De bonnes voies de communication permettraient seules de surmonter les
obstacles opposés par la nature à l'extraction des métaux.
Les richesses
minérales ne sont pas moins abondantes : le salpêtre, la houille, le pétrole,
ne demandent que des bras pour être exploités; mais on se heurte dès le
principe aux mêmes difficultés. Toutefois les salines de la province de
Tarapaca dans le sud, dont le sol n'est qu'une immense salpêtrière, — dans le
nord, le pétrole, que l'on rencontre dans la province de Piura à peu de profondeur,
sont d'une exploitation facile grâce au voisinage de la mer.
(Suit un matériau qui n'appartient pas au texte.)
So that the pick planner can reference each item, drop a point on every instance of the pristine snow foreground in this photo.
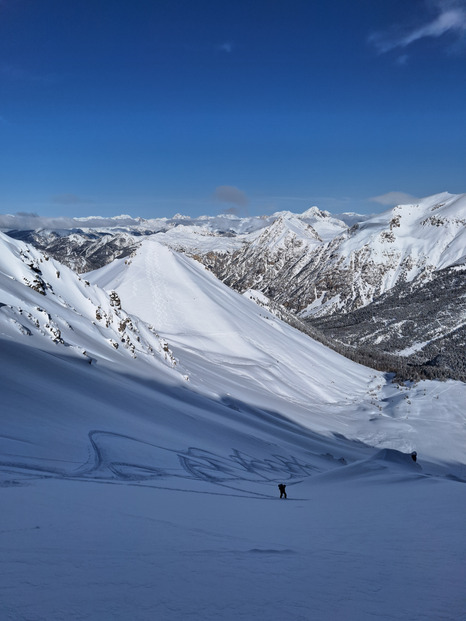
(141, 448)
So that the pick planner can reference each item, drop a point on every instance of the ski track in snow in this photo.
(107, 464)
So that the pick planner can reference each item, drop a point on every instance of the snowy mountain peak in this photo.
(42, 299)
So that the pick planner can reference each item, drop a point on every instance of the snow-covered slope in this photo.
(352, 267)
(144, 485)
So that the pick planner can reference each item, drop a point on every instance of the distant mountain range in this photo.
(387, 290)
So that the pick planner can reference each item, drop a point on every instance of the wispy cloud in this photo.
(449, 18)
(231, 194)
(70, 199)
(394, 198)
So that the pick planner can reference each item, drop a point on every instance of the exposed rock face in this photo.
(365, 286)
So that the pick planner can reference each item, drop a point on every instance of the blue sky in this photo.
(157, 107)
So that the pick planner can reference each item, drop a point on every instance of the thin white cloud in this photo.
(394, 198)
(231, 194)
(450, 18)
(70, 199)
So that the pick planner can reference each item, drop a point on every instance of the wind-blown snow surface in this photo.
(140, 482)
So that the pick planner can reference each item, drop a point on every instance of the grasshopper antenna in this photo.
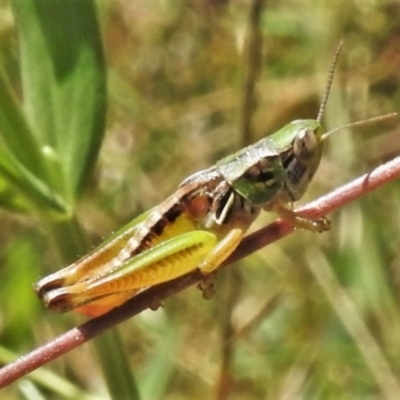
(329, 82)
(358, 123)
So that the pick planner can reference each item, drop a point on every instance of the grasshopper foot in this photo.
(207, 286)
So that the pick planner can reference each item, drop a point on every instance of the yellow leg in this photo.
(216, 257)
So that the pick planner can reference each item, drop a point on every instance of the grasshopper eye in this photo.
(304, 144)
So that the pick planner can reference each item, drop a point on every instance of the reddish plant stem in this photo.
(73, 338)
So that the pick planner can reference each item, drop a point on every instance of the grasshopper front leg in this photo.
(299, 221)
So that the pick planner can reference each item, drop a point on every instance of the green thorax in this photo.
(281, 164)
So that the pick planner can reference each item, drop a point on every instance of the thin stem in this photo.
(71, 339)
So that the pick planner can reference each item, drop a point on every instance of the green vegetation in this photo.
(310, 317)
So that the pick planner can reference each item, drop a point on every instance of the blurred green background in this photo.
(310, 317)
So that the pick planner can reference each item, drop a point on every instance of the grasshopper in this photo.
(201, 223)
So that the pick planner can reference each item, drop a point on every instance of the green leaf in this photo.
(64, 88)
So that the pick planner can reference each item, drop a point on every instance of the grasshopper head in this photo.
(300, 145)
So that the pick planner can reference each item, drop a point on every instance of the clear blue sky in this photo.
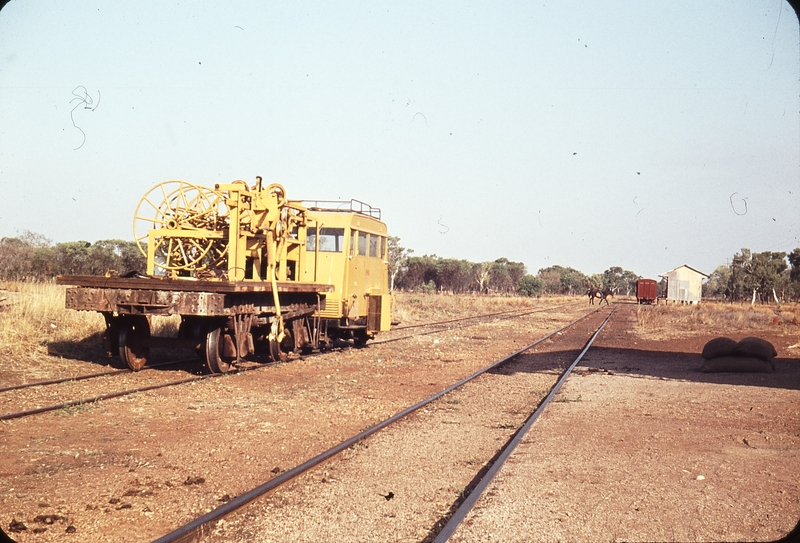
(587, 134)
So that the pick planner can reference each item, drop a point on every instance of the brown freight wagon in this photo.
(647, 291)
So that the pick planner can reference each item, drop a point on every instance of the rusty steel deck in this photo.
(157, 296)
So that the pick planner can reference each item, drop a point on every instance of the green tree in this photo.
(756, 274)
(530, 285)
(717, 283)
(560, 280)
(619, 280)
(398, 260)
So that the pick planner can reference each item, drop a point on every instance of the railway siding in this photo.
(653, 450)
(232, 432)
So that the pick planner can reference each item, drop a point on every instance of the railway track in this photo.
(203, 525)
(25, 405)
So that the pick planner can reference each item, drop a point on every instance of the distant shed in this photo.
(646, 291)
(684, 284)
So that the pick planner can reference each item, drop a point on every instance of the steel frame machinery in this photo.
(248, 271)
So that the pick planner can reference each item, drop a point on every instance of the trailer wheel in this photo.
(217, 362)
(134, 338)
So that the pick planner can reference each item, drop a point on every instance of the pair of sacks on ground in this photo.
(751, 354)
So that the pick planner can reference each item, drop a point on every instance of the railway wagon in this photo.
(248, 271)
(646, 291)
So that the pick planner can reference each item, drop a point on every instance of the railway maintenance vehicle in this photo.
(248, 271)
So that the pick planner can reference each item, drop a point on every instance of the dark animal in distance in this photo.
(602, 294)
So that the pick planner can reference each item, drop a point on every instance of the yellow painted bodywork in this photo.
(349, 253)
(237, 233)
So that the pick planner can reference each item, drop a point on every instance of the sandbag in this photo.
(755, 347)
(721, 346)
(736, 364)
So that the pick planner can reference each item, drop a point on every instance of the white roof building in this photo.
(684, 284)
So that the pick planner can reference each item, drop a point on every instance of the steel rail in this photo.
(203, 525)
(74, 403)
(88, 376)
(466, 506)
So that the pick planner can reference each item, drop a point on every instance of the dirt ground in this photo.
(648, 448)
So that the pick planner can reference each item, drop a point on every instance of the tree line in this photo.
(766, 276)
(33, 257)
(431, 273)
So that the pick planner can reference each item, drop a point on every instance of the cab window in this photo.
(362, 243)
(373, 245)
(331, 240)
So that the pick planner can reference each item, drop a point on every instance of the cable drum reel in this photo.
(184, 223)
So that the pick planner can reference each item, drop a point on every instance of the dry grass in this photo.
(34, 325)
(674, 319)
(416, 308)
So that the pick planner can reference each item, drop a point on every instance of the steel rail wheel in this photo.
(216, 360)
(134, 338)
(279, 350)
(186, 214)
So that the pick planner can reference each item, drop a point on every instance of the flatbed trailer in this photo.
(224, 321)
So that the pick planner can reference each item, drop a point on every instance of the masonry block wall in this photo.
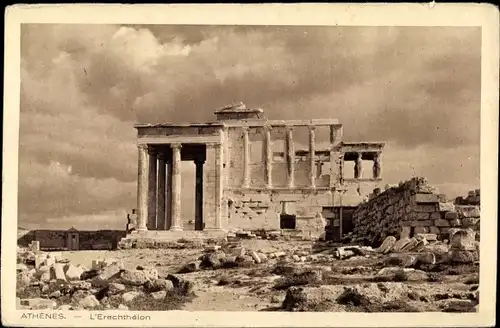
(410, 208)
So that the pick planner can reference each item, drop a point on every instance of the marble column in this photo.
(312, 166)
(142, 188)
(333, 161)
(269, 156)
(218, 185)
(377, 166)
(161, 192)
(290, 157)
(358, 167)
(246, 159)
(152, 189)
(176, 188)
(198, 210)
(168, 209)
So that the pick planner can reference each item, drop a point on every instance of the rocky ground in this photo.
(411, 275)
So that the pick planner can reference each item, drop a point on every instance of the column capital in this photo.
(213, 145)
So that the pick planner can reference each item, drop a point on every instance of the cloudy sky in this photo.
(84, 86)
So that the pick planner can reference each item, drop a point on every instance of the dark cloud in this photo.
(83, 88)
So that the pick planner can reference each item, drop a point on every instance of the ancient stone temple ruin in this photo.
(253, 174)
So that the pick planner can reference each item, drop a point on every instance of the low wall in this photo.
(88, 240)
(410, 208)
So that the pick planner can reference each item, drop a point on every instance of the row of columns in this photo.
(159, 189)
(358, 166)
(290, 156)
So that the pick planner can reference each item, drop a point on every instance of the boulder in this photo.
(39, 304)
(73, 272)
(301, 298)
(133, 277)
(255, 257)
(89, 302)
(39, 259)
(58, 272)
(239, 251)
(463, 257)
(426, 236)
(191, 267)
(212, 260)
(279, 254)
(64, 307)
(82, 285)
(400, 244)
(108, 273)
(49, 261)
(405, 233)
(470, 211)
(115, 288)
(180, 283)
(156, 285)
(426, 258)
(45, 276)
(387, 245)
(411, 245)
(212, 248)
(245, 260)
(463, 239)
(230, 262)
(402, 260)
(55, 294)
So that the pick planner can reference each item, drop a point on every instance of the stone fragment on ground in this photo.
(38, 304)
(130, 296)
(108, 273)
(463, 239)
(73, 272)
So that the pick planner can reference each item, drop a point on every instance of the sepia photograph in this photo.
(282, 168)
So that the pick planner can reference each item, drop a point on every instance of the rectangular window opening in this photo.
(288, 221)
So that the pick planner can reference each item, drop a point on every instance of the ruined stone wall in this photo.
(410, 208)
(251, 210)
(88, 240)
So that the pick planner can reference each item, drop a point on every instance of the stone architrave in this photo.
(463, 240)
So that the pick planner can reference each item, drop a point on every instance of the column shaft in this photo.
(290, 158)
(333, 161)
(218, 185)
(142, 188)
(377, 166)
(198, 215)
(161, 192)
(176, 188)
(246, 159)
(312, 166)
(358, 167)
(152, 190)
(269, 157)
(168, 206)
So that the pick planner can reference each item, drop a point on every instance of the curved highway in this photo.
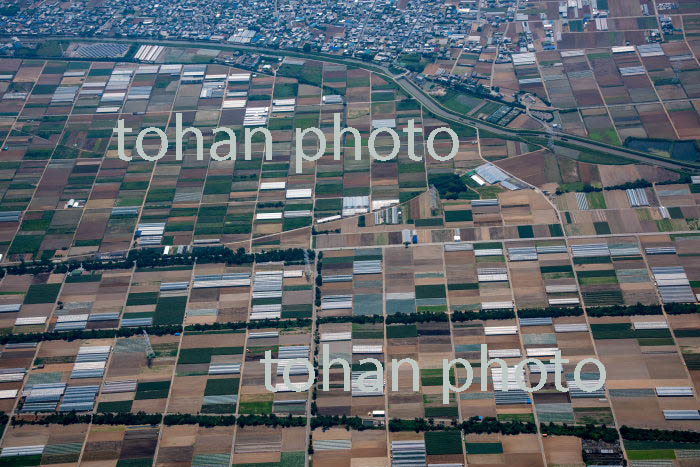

Le charbon est
plus éloigné, les gisements les plus importants sont situés sur les plateaux de
la sierra mais il s'en trouve aussi sur des points plus rapprochés; le district
de Huaraz par exemple, qu'un chemin de fer aujourd'hui presque terminé va
mettre en communication directe avec la mer, en contient en assez grande
quantité, et les échantillons sont d'une qualité bien supérieure aux produits
que l'on a commencé à tirer du Chili depuis quelques années. Quoi qu'il en
soit, jusqu'à présent le charbon qui se consomme dans tout le Pérou et sur la
côte du Pacifique vient presque entièrement d'Angleterre par les navires à
voiles qui doublent le cap Horn, et le prix en atteint, suivant les besoins,
des proportions à peine croyables. Chargée à bord dans les ports d'Angleterre,
la tonne de charbon coûte au maximum 8 piastres, c'est-à-dire 30 francs;
débarquée au Callao, elle est vendue dans une moyenne qui varie de
20 à 30 piastres (de 80 à 120
francs); la valeur a donc triplé et quelquefois quadruplé.
Bien qu'elle
n'ait rien à faire avec la question des chemins de fer ni même avec les voies
de communication, je ne puis passer sous silence dans cette revue des richesses
du Pérou celle de ses ressources qui forme aujourd'hui à peu près le seul
revenu de l'état comme aussi l'unique nantissement offert pour gage à ses
créanciers. Je veux parler du guano, dont les couches épaisses, répandues à la
surface du sol dans des îles situées à une faible distance de la côte, sont
d'une exploitation bien facile, puisqu'il suffit de bras pour les prendre et de
navires pour les charger. Cette mine d'une nouvelle espèce, — car elle n'est
autre chose qu'un dépôt de fiente d'oiseaux de mer, aujourd'hui chassés par le
mouvement des nombreux bateaux qui sillonnent la côte dans tous les sens, —
n'était point ignorée des anciens Incas, qui l'employaient avec succès pour
leur agriculture. L'usage s'en était perdu lorsque M. de Humboldt, visitant le
Pérou en 1804, eut l'idée d'en envoyer quelques échantillons aux chimistes
français Fourcroy et Vauquelin pour les analyser. On fit alors peu d'attention
à cette découverte, et, lorsque trente ans plus tard un autre chimiste
français, M. Cochet, voulut en propager l'usage, il fut à peu près traité de
fou. Cet homme, qui a fait à lui seul la fortune d'un état, est mort, il y a
quelque mois, pauvre et ignoré, dans un hôpital de Bordeaux. Sa découverte ne
fut pas perdue cependant; depuis vingt-deux ans, le Pérou a tiré comme 75
millions annuels environ de la vente de cet engrais. Dès 1842, le commerce du
guano avait commencé à lui rapporter des sommes importantes, et dans ces
dernières années les produits de la vente ont atteint jusqu'à 90 millions de
francs. Lorsque les gisements des îles Chinchas furent épuisés, on alla
chercher ceux des îles Guanape; il en existe d'autres sur différents points de
la côte qui pourront être exploités plus tard, et, quoique moins riches en
matières ammoniacales fertilisantes, ces dépôts assurent au Pérou un revenu
certain pour plus de dix années encore. Les engrais chimiques que l'on fabrique
maintenant en Europe pourraient, il est vrai, faire au guano une concurrence
sérieuse; mais le Pérou trouve encore son compte dans cette concurrence même.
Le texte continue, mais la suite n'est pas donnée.